Números como os do faturamento anual, que ultrapassa os R$ 10,5 bilhões, e da capacidade empregatícia, hoje de cerca de 40 mil postos, dão uma melhor dimensão da importância desse segmento. “Não consigo enxergar uma reposição eficiente sem a participação da distribuição no sistema. O Brasil tem dimensões continentais e vários tipos de varejo e de oficinas. Não fosse a disponibilidade e a logística dos distribuidores, provavelmente haveria regiões no País com muitos veículos parados por falta de peças”, afirma Frederico dos Ramos, presidente da Andap – Associação Nacional dos Distribuidores de Autopeças – e da Ginjo Auto Peças.
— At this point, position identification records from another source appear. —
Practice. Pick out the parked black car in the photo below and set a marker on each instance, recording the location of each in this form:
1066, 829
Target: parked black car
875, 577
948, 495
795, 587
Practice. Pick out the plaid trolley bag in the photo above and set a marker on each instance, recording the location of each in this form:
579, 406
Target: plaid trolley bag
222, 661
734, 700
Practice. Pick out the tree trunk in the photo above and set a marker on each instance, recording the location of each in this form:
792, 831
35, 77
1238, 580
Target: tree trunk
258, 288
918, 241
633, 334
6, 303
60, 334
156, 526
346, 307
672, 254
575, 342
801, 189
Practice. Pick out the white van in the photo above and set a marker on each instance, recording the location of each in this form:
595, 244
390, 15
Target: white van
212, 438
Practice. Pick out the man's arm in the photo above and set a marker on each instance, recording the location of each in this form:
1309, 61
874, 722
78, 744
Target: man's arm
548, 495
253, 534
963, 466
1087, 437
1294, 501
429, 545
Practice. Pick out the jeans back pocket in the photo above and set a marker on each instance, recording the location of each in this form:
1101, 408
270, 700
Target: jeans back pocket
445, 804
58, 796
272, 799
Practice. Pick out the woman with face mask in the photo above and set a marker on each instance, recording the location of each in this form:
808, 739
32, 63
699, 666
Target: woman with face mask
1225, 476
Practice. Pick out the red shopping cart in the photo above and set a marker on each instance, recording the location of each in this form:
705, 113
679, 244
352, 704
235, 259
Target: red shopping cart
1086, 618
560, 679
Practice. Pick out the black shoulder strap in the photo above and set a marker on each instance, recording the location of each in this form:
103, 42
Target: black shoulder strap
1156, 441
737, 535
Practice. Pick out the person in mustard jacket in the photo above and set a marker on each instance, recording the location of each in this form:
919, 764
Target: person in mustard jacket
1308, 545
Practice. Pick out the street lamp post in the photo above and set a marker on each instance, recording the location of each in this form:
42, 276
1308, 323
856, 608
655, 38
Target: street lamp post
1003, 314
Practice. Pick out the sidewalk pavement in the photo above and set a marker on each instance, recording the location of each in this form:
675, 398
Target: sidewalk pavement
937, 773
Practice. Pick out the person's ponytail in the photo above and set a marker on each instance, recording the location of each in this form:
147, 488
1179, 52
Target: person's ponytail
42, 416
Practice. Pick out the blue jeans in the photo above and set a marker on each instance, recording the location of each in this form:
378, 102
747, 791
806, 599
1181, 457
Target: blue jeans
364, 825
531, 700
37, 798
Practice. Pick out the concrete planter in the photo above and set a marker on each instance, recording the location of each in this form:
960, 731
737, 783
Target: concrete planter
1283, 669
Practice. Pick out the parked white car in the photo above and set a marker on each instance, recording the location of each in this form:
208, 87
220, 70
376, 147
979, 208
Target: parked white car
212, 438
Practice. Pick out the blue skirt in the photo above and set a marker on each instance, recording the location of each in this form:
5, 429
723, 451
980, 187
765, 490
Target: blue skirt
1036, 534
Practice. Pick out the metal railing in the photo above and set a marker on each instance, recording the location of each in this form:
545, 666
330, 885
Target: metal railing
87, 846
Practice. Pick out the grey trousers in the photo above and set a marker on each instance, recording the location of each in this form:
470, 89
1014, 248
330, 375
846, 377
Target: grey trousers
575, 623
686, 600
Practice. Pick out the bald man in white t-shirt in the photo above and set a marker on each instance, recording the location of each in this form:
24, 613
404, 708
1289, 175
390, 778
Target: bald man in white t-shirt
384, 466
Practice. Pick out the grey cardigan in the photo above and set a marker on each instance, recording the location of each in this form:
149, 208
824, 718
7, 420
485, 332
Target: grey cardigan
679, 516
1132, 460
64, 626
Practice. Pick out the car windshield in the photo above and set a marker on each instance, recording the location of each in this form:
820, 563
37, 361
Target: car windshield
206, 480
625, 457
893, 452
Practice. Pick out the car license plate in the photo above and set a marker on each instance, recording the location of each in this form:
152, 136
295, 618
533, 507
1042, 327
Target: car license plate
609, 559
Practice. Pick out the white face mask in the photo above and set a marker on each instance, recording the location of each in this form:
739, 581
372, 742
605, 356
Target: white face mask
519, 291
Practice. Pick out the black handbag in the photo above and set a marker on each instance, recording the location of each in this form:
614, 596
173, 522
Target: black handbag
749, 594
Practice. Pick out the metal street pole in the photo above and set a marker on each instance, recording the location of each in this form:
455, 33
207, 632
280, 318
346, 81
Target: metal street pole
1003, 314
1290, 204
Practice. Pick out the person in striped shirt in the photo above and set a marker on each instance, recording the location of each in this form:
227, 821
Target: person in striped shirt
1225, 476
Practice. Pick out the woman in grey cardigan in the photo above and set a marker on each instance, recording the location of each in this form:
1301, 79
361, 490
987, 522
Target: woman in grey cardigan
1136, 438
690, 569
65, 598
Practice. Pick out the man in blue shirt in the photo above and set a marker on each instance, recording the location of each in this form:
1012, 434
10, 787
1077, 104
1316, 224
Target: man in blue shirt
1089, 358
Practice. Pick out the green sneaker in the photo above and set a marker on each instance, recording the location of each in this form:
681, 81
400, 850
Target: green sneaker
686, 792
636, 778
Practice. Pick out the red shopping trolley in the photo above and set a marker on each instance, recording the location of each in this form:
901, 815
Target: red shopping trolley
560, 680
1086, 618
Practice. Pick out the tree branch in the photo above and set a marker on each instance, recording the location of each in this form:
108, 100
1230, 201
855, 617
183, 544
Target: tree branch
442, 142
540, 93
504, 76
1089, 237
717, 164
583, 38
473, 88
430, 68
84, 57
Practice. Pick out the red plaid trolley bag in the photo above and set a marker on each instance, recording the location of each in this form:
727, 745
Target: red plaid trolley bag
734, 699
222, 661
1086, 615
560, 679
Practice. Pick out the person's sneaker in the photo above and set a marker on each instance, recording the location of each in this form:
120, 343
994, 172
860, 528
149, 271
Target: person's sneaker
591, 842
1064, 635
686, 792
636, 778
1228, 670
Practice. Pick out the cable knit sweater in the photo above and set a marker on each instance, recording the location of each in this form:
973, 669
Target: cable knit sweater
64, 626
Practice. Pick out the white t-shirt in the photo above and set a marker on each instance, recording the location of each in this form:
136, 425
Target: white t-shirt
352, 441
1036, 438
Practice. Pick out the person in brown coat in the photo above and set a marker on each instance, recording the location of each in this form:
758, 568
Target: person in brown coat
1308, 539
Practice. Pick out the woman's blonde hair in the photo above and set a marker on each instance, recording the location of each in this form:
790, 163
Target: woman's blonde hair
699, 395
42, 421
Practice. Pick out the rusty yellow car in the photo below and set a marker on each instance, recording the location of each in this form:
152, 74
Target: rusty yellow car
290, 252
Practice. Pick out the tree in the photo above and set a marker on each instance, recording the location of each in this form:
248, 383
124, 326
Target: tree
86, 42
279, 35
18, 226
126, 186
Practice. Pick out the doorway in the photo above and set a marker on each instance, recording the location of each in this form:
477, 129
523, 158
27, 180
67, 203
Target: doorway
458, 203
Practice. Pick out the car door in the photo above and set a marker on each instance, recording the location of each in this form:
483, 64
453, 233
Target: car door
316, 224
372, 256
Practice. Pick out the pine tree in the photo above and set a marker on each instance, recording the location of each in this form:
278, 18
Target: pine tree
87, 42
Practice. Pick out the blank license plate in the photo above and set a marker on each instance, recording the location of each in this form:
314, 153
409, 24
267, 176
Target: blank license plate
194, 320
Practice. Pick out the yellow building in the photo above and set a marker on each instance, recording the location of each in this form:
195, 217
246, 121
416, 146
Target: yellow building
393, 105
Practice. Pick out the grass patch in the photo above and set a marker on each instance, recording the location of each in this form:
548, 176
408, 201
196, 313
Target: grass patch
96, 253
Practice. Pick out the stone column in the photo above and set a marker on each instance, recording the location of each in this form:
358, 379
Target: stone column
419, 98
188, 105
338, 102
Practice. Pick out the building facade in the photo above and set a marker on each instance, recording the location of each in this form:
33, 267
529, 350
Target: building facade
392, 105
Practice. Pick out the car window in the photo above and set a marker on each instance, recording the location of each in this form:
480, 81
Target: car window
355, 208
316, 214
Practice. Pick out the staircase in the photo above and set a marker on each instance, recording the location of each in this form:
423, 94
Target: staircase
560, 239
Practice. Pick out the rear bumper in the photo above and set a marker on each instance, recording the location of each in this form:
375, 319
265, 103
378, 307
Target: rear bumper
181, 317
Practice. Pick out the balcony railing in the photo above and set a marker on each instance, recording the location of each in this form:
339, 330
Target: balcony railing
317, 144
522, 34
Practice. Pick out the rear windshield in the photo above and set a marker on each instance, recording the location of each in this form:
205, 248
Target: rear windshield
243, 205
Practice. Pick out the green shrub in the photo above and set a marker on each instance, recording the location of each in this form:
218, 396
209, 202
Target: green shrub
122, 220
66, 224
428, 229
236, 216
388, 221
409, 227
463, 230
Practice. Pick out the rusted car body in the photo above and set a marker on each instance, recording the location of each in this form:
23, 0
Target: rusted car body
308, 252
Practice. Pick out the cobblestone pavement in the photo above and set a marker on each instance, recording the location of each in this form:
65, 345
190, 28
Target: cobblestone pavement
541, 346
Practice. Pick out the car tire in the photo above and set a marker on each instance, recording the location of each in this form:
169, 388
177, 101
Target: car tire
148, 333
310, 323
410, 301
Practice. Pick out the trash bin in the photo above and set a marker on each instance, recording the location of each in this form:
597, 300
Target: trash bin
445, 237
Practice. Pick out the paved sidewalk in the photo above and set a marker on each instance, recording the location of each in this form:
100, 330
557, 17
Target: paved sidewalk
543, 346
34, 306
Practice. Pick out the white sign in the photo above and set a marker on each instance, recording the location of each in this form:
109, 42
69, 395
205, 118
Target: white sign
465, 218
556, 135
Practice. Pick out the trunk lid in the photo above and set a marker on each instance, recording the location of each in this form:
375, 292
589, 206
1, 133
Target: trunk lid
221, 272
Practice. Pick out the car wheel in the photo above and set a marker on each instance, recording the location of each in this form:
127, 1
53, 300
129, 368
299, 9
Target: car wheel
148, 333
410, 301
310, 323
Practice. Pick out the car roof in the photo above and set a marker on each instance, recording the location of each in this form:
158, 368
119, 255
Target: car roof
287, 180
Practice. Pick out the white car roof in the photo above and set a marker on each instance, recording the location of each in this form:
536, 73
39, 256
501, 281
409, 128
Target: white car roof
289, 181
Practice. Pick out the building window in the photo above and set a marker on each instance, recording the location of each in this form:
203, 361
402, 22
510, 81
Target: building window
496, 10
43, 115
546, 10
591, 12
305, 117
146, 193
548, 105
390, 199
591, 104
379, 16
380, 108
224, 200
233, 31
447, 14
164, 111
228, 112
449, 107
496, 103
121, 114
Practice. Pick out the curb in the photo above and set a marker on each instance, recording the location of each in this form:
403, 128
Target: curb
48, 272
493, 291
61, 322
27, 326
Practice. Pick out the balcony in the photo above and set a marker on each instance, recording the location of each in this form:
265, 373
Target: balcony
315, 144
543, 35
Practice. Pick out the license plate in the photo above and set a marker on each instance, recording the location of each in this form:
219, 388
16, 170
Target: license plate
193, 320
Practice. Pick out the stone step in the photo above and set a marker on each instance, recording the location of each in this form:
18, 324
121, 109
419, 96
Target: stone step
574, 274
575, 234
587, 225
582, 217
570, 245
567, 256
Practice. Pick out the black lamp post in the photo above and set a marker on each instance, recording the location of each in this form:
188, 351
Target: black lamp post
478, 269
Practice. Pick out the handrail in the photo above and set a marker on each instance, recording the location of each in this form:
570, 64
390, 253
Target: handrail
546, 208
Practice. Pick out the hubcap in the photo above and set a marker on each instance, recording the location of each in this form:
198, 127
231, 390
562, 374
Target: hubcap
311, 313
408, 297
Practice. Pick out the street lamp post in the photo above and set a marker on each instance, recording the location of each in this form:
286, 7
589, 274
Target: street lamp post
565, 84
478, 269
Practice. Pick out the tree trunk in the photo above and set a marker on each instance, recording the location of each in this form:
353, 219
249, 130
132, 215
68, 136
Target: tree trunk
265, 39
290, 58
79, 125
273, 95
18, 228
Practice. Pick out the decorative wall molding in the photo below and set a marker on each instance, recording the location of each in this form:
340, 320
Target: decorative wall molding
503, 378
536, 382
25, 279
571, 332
Apesar de pertencerem ao mesmo elo de mercado, não significa que essas empresas sejam todas iguais. Muito pelo contrário. Além de ser formado por diferentes tamanhos de empresas – pequenas, médias e grandes –, o elo distribuidor ainda tem companhias que atuam das maneiras mais diversas. Alguns optam por fornecer produtos apenas para determinadas linhas de veículos (segmentados), já outros preferem estender ao máximo seu portfólio e, assim, conquistar mais clientes (generalistas ou diversificados). “A maioria dos distribuidores ainda opta pela diversificação.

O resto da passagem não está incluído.